By Associated Press
SAN JUAN, Puerto Rico — Puerto Rico on Sunday was forced to partially suspend voting for primaries marred by a lack of ballots as officials called on the president of the U.S. territory’s elections commission to resign.
The primaries for voting centers that had not received ballots by early afternoon are expected to be rescheduled, while voting would continue elsewhere, the commission said.
“I have never seen on American soil something like what has just been done here in Puerto Rico. It’s an embarrassment to our government and our people,” said Pedro Pierluisi, who is running against Gov. Wanda Vázquez, to become the nominee for the pro-statehood New Progressive Party.
Meanwhile, Vázquez called the situation “a disaster” and demanded the resignation of the president of the elections commission.
“They made the people of Puerto Rico, not the candidates, believe that they were prepared,” she said. “Today the opposite was evident.
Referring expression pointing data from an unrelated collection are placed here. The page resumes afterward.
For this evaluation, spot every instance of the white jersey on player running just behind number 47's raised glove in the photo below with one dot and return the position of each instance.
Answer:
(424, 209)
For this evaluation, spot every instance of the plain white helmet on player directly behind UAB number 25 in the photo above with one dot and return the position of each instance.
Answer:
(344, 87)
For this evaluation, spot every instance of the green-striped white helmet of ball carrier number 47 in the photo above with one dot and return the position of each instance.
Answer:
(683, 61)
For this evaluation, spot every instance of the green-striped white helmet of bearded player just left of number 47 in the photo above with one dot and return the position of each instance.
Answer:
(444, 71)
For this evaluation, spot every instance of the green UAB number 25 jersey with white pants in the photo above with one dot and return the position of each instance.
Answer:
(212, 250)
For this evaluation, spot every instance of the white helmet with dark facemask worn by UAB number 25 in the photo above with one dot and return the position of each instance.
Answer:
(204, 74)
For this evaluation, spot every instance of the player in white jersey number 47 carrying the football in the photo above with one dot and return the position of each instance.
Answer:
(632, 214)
They lied.”
A federal control board that oversees Puerto Rico’s finances issued a statement saying the “dysfunctional” voting process was unacceptable and blamed it on what it said was inefficiency by the elections commission.
The unprecedented situation comes as voters ventured out amid a spike in COVID-19 cases across Puerto Rico, an island of 3.2 million people that has reported more than 12,800 probable cases, more than 8,500 confirmed cases and at least 274 deaths.
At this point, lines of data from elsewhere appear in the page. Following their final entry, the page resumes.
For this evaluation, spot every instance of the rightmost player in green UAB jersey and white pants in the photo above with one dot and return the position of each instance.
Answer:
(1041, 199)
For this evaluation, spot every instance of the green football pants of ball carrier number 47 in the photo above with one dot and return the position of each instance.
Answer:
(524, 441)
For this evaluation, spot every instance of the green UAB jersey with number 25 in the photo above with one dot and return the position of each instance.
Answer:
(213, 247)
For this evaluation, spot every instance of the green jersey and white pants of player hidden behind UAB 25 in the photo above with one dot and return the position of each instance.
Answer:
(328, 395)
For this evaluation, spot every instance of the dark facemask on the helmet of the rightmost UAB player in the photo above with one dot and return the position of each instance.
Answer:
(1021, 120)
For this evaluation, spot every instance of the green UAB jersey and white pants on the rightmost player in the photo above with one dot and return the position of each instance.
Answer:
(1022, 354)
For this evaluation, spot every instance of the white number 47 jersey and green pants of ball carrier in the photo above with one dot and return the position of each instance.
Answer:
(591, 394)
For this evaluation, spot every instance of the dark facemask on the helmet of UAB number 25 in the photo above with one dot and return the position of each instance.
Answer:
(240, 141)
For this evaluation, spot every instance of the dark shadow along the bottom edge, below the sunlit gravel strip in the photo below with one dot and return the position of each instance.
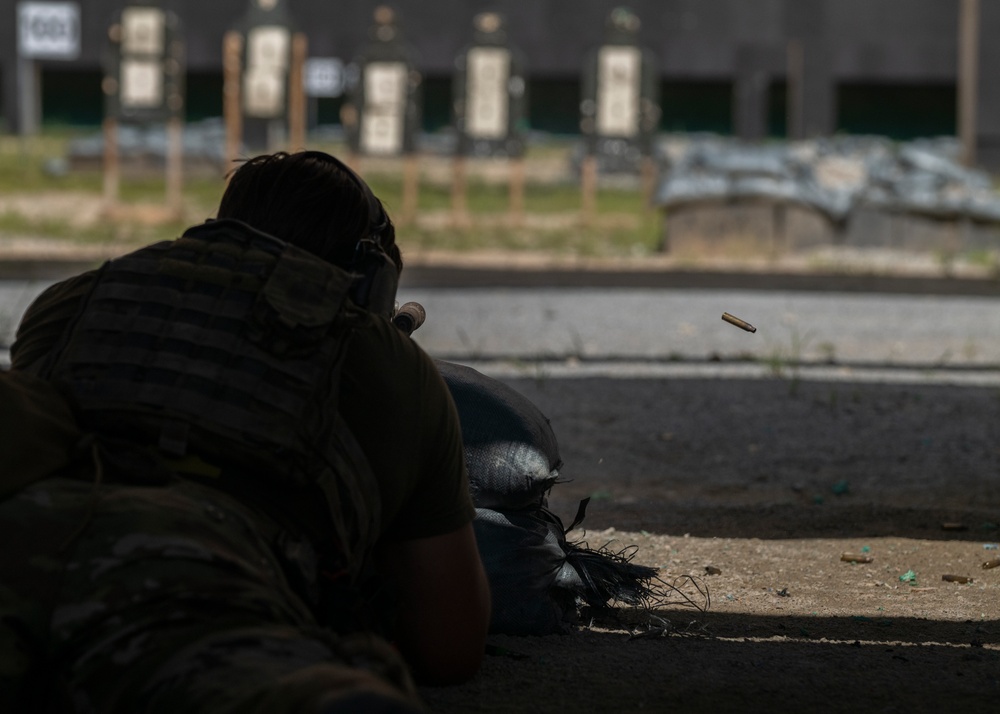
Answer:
(739, 663)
Gireliz Zambrana, a 31-year-old federal employee, worried about the number of people gathered at a voting center in Río Grande as they huddled together while waiting for it to open.
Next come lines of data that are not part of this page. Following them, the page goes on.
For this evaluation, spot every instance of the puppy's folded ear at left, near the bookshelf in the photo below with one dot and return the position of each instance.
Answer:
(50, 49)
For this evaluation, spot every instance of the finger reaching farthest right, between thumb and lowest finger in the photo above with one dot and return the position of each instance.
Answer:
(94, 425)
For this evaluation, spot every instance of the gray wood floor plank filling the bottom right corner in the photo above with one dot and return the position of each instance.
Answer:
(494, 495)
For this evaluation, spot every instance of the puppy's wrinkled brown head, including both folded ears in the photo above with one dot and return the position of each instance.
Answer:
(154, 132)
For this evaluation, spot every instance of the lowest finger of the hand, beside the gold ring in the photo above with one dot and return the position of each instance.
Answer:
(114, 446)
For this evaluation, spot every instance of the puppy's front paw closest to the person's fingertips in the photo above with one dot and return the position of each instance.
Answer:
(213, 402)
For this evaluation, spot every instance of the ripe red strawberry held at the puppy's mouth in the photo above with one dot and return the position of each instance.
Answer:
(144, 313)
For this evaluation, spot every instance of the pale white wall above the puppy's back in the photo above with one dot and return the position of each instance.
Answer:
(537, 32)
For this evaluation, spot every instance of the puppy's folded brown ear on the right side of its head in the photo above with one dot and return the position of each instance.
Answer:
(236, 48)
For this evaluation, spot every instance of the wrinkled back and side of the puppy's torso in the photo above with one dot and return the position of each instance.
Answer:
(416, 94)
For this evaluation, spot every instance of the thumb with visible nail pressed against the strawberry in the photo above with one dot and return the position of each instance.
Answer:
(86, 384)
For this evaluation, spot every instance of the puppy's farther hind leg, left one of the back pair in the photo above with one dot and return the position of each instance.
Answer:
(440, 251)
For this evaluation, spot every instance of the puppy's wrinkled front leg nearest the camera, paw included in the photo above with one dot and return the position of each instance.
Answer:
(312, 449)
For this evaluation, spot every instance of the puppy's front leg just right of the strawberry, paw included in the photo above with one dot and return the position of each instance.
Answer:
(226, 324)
“They were trying to get away from the sun,” he said, adding that he never got to cast his vote.
The president of the governor’s party, Thomas Rivera Schatz, along with the president of the main opposition Popular Democratic Party, held an unusual joint press conference and said they agreed the remaining primaries should be held on Aug. 16, a move that Vázquez said she supported. The two parties are both holding their primary elections with the winning nominees among six gubernatorial candidates in November’s general election.
Other politicians argued that the entire primary be scrapped and held at another date.
An incredulous Schatz noted that there were still trucks with ballots inside parked at the commission’s headquarters as they spoke there on Sunday afternoon.
“The question is, why haven’t they left?” he said.
It was not immediately clear how many voters were turned away or how many centers received delayed ballots. A commission spokeswoman said the president was not granting interviews.
To further complicate things, Edgardo Román, president of the Bar Association of Puerto Rico, told The Associated Press that it’s unclear what alternatives are legally viable because the island’s electoral law is not clear.